Dominion entered into an agreement for lease with Debenhams for a retail unit yet to be constructed. The agreement obliged Dominion to construct the unit and also provided for Dominion to make three staged payments to Debenhams at specific points during the project. The agreement stated that if either party failed to perform any of its obligations under the agreement then the other party could terminate by serving notice. Dominion failed to make the second staged payment on time and Debenhams served notice to terminate two days later. Dominion immediately attempted to make payment which Debenhams refused to accept on the basis that time was of the essence and that it had been entitled to terminate the contract following Dominion’s failure to pay on time.  

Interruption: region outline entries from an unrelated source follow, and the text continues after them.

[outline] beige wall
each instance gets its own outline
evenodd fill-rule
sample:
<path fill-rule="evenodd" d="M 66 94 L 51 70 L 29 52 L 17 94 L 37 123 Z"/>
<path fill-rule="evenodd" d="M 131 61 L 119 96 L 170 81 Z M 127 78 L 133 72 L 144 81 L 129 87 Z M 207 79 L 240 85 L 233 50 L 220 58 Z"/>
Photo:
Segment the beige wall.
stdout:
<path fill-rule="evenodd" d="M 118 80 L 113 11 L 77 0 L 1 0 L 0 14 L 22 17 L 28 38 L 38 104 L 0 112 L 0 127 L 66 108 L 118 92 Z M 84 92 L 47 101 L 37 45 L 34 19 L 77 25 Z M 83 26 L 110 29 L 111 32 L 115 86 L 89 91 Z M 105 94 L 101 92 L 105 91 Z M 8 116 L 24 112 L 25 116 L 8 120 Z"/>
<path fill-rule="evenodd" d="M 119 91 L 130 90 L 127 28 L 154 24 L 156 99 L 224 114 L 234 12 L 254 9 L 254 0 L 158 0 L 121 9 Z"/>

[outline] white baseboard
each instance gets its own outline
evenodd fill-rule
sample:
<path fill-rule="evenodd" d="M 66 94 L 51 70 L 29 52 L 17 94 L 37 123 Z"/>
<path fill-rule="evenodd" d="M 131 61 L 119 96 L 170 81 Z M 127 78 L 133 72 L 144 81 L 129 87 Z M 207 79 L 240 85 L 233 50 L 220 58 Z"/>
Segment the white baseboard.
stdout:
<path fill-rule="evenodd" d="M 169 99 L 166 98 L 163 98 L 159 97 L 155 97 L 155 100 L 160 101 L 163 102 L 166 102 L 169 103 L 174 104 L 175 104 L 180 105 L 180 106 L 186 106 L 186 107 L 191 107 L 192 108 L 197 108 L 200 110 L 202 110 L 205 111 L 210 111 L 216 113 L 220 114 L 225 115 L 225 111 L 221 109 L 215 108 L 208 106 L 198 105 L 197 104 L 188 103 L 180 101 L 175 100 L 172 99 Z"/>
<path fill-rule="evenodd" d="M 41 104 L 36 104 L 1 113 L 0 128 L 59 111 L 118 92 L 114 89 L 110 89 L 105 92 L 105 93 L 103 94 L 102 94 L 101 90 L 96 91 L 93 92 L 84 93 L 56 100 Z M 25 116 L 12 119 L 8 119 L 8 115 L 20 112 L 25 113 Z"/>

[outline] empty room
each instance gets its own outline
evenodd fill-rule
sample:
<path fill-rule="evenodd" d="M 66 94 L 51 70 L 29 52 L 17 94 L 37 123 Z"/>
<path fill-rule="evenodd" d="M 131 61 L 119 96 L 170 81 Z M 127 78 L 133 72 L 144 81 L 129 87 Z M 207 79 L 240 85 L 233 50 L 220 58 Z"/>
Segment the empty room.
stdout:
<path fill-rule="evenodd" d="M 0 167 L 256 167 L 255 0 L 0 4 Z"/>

The court found that Debenhams was not entitled to terminate the agreement. Although the wording of the termination clause suggested that any breach would entitle the other party to terminate, the agreement contained a multitude of obligations, some of which were very minor and it could not have been intended that any breach, no matter how minor, would entitle the other party to terminate. A reasonable commercial person would understand the clause to relate only to serious breaches of the agreement. The court also commented that Dominion had been upfront with Debenhams and had explained that the payment was likely to be late and that Debenhams had not given Dominion any warning of its intention to terminate in the event of late payment.